Parent company the Co-operative Group will attempt to convince investors that a punishing £1.5billion fundraising is the only way to plug its balance sheet shortfall.

The rescue needs the backing of investors through a “bail-in” andbBondholders ranging from pensioners to US vulture funds must accept losses on their investments if the deal is to progress.

The bail-in will raise £500m of capital by offering bondholders shares via an “exchange offer”, resulting in a stock market listing for the group’s banking arm.

But the turnaround has been complicated by US hedge funds seizing control of some of the bank’s loans, giving them a strong bargaining position in the bail-in talks and potentially forcing even higher losses on lower-ranked retail bond investors.

The Co-op is also sharing the pain by selling its insurance businesses and raising new debt but it must also bolster its finances by slashing costs, with some of this expected to come from job losses among the bank’s 10,000 staff.

Support services groups G4S and Serco will reveal the impact of high-profile rows with the Government when they publish first-half results.

The fallout from G4S’s 2012 Olympics staffing failure was compounded when a new scandal emerged earlier this year around overcharging for electronically tagging offenders.

Auditors found both G4S and Serco overcharged the Government by “tens of millions of pounds” by billing for tagging offenders who were back in prison, had their tags removed, had left the country, had never been tagged in the first place or had died.

Serco faces a forensic audit while G4S has been referred to the Serious Fraud Office.

G4S, which reports on Wednesday, is forecast by Cantor Fitzgerald to see underlying annual profits dip to £408.7m this year, from £412m a year earlier.

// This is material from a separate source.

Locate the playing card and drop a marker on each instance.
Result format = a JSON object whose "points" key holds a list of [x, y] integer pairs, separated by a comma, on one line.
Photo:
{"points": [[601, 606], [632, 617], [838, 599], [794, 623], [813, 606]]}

However, Investec expects Serco, which reports its interims in Thursday, to post underlying full-year profits of £283.2m, up 4% on £271.6m in 2012, as previous contract wins filter through.

Recruitment firm Hays announces full-year results on Thursday after a turnaround in the performance of its embattled UK division in the last quarter, but the improvement is not expected to be enough to have saved the group from an overall fall in profits.

UK and Ireland net fees were up 7% in the three months to the end of June, bolstered by a 12% increase for temporary jobs, although recruitment for permanent roles was flat.

The group said at the time of the update that full-year operating profits were expected to be at the top end of analysts expectations of £112.3m to £125.5m, but this would still be below the £128.1m seen the previous year. Analysts at Numis predict pre-tax profits of £119m, a fall of 2.8%.

Paving slabs specialist Marshalls reports half-year figures on Friday after sliding sales during a period hit by freezing weather.

The company revealed last month that revenues for the six months to the end of June were down 4% at £163m after trading suffered amid the coldest March in more than 100 years.

But it said customer sentiment and orders increased in May and June, adding to hopes for an upturn in prospects, while cost reduction measures instigated last year were delivering positive results.

Analysts are optimistic about the future, with a forecast for full-year pre-tax profits of £12.7m.